Some politicians moved straight for the darkness, using the atrocity as a calculating chance to question Australia’s migration rules.
Observe the dangerous message of disunity from longstanding agitators of Australian racial division, capitalizing on the massacre before the site was even cold. Then read the statements of political figures while the investigation was ongoing.
Government has a daunting task to do when it comes to uniting a nation that is grieving and scared and looking for the light and, not least, answers to so many uncertainties.
Like why, when the national terrorism threat level was assessed as probable, did such a significant public Hanukah celebration go ahead with such a woefully insufficient protection? Like how could the alleged killers have multiple firearms in the residence when the security agency has so publicly and consistently alerted of the danger of antisemitic violence?
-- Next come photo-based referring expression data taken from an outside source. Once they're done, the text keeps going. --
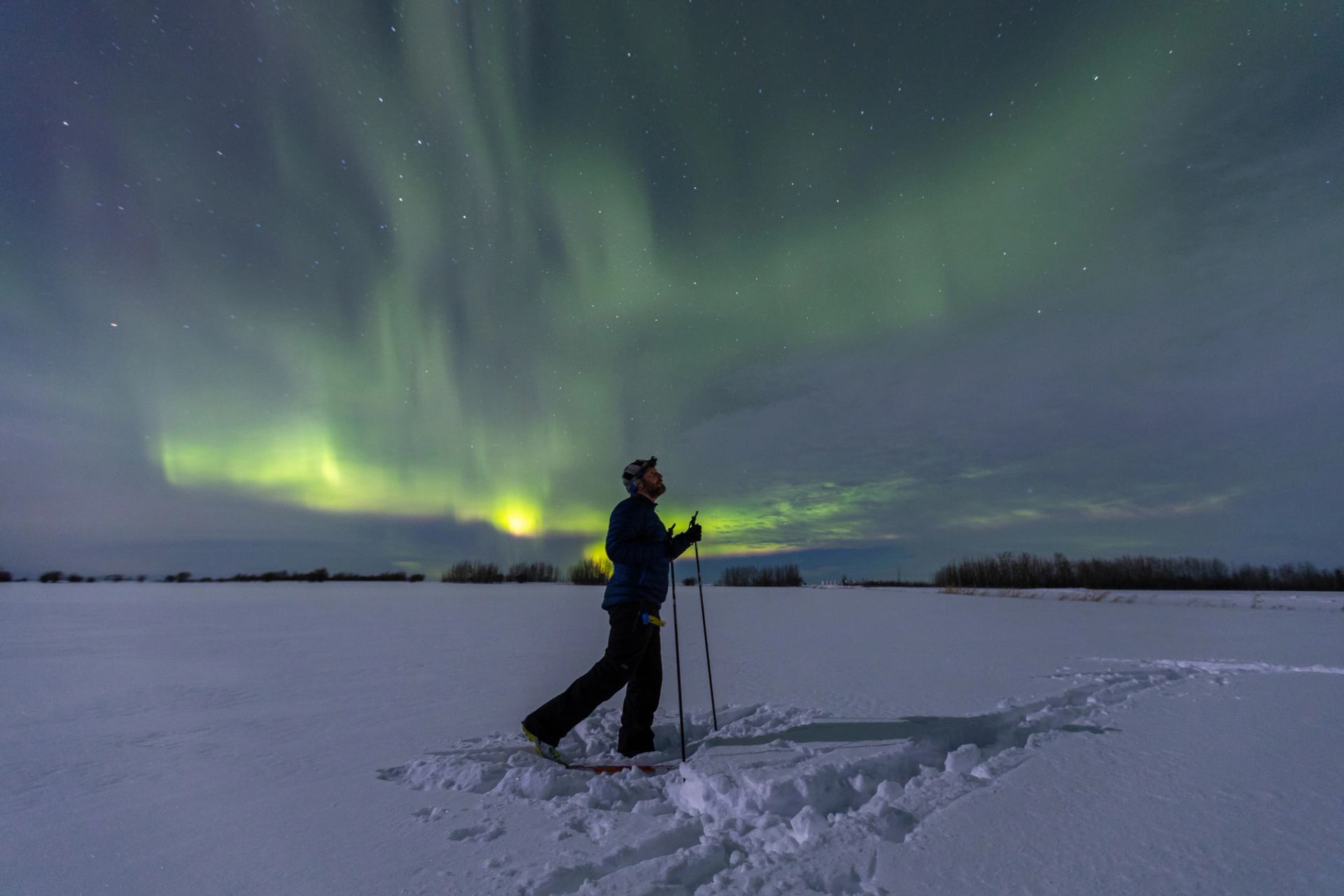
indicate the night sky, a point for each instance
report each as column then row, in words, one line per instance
column 378, row 286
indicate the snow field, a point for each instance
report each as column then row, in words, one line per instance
column 780, row 799
column 332, row 739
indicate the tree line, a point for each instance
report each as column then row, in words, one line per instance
column 1142, row 573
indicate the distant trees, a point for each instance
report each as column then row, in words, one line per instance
column 1142, row 573
column 473, row 571
column 533, row 573
column 778, row 577
column 589, row 571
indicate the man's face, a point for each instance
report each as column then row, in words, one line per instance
column 652, row 482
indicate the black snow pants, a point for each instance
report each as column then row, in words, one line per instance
column 634, row 660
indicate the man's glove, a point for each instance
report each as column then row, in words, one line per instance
column 682, row 542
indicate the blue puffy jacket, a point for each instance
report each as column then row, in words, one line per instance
column 638, row 543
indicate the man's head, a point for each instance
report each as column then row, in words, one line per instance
column 643, row 477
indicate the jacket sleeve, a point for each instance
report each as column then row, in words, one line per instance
column 622, row 538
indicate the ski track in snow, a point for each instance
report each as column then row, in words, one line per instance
column 777, row 801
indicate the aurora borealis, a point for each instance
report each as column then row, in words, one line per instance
column 372, row 285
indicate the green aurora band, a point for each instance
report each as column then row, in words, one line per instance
column 444, row 274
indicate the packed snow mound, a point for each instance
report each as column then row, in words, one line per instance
column 780, row 799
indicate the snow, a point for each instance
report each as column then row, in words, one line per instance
column 363, row 739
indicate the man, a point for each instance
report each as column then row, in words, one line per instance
column 641, row 551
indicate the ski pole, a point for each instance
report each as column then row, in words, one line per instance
column 705, row 626
column 676, row 643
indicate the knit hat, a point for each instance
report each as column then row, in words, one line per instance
column 635, row 472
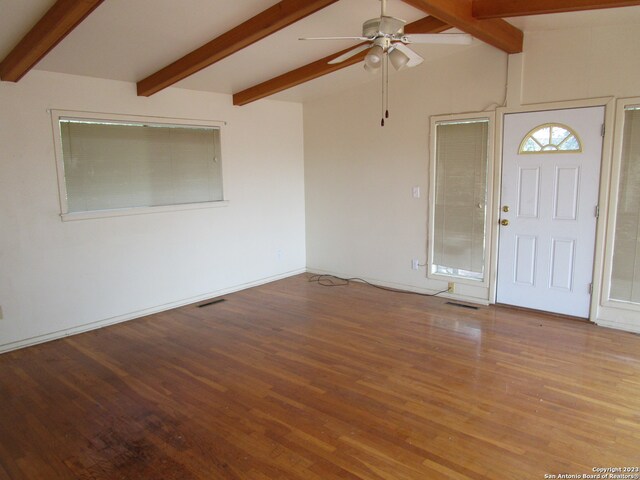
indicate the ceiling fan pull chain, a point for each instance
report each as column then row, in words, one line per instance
column 382, row 99
column 386, row 74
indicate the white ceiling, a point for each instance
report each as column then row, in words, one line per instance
column 131, row 39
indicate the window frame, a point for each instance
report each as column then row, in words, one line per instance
column 489, row 117
column 622, row 105
column 65, row 215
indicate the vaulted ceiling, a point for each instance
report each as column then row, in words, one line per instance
column 249, row 48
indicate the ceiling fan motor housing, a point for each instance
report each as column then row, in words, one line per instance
column 383, row 26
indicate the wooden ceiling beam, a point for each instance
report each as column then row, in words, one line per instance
column 458, row 14
column 486, row 9
column 322, row 67
column 275, row 18
column 57, row 23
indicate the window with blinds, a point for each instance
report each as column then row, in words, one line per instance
column 114, row 165
column 625, row 273
column 459, row 215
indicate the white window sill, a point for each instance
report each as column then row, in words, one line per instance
column 120, row 212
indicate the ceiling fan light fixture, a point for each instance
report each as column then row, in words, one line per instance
column 374, row 57
column 368, row 69
column 398, row 59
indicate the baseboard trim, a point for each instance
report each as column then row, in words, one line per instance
column 403, row 286
column 625, row 327
column 86, row 327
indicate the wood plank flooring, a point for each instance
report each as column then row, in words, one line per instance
column 293, row 380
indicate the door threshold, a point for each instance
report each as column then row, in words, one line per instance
column 543, row 312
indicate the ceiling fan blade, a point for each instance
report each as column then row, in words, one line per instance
column 350, row 54
column 335, row 38
column 414, row 58
column 441, row 38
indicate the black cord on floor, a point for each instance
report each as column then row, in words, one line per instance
column 334, row 281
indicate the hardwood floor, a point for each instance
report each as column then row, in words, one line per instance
column 293, row 380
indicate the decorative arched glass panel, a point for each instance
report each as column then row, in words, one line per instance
column 550, row 138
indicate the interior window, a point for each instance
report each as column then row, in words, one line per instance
column 111, row 165
column 459, row 223
column 625, row 275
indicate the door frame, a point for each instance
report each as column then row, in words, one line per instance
column 603, row 197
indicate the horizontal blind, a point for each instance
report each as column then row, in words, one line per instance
column 124, row 165
column 625, row 275
column 461, row 187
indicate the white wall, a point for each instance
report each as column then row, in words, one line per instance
column 579, row 63
column 361, row 217
column 58, row 277
column 589, row 62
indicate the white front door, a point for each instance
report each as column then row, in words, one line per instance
column 548, row 209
How quickly we were treated to that cliched line (or iterations of it) that it’s people not guns that cause death. Of course, each point are valid. It’s feasible to at the same time pursue new ways to prevent violent bigotry and keep firearms away from its possible actors.
In this metropolis of profound splendor, of pristine azure skies above ocean and sand, the water and the coastline – our communal areas – may not look quite the same again to the many who’ve observed that famous Bondi seems so incongruous with last weekend’s obscene bloodshed.
We long right now for understanding and significance, for family, and perhaps for the solace of aesthetics in culture or nature.
This weekend many Australians are cancelling holiday gathering plans. Reflective solitude will seem more in order.
But this is perhaps counterintuitively against instinct. For in these days of anxiety, anger, melancholy, confusion and grief we require each other more than ever.
The reassurance of community – the human glue of the unity in the very word – is what we likely need most.
But tragically, all of the portents are that unity in public life and society will be elusive this extended, enervating summer.